Modeling and Simulation of Communication in HPC Systems

Authors: Dr. Misbah Mubarak (Argonne National Laboratory)

Abstract: Modeling and simulation play a key role in analyzing the impact of system design choices on applications' communication performance. The HPC community currently offers several predictive design tools with varying focus and strengths. To make the best use of these tools, it is critical that the tool developers and end users interact to identify the user requirements and capabilities of these tools. In this BoF, we will discuss recent advances in modeling and simulation techniques and identify opportunities for cross-pollination among various predictive design techniques. We will also discuss the requirements and challenges posed by the end users.

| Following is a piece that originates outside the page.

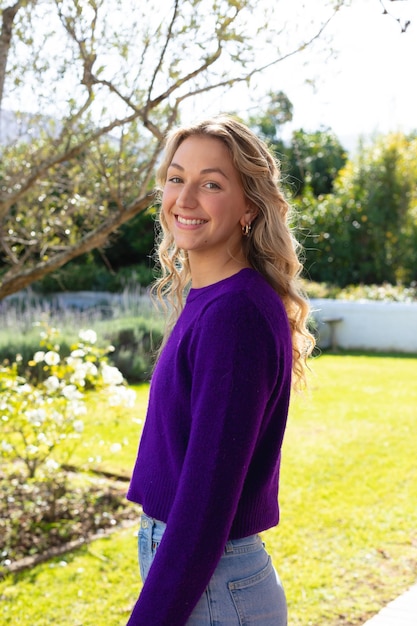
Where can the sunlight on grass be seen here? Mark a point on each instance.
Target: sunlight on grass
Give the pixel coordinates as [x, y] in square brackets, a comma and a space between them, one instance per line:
[111, 435]
[347, 541]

Long Description: The HPC community is increasingly relying on predictive design techniques to assess communication tradeoffs, co-design interconnects and explore application performance in uncertain scenarios (such as deployment of future systems). While a variety of modeling and simulation tools exist to analyze communication performance and system design, some tools are more suitable than others for serving user specific needs in the design life cycle.

In this BoF, we will look at tools that are being used for HPC communication modeling and provide functionality such as tracing HPC applications, modeling application communication, replaying communication on HPC system simulations and deriving performance predictions. We will primarily focus on analytical modeling tools, cycle accurate simulations and discrete-event simulation frameworks.

Objectives of the BoF are (i) identify the capabilities and limitations of current modeling and simulation techniques in reflecting real world scenarios, (ii) discuss ways to address gaps in the modeling and simulation techniques so that they can be effectively used for system procurements, (iii) identify opportunities for cross-pollination among the current approaches and, (iv) derive a roadmap for having validated, scalable and extendable modeling and simulation tools that can make accurate performance predictions.

BoF participants will include both end users and experts from the modeling/simulation community. The presentations and any related material will be available on the website after the BoF. We will also conduct a survey of BoF attendees asking questions about (i) the current modeling and simulation tools that they use (if any) and (ii) what are the existing scenarios in which they intend to use modeling and simulation. The summary of the survey results will be made available on the website.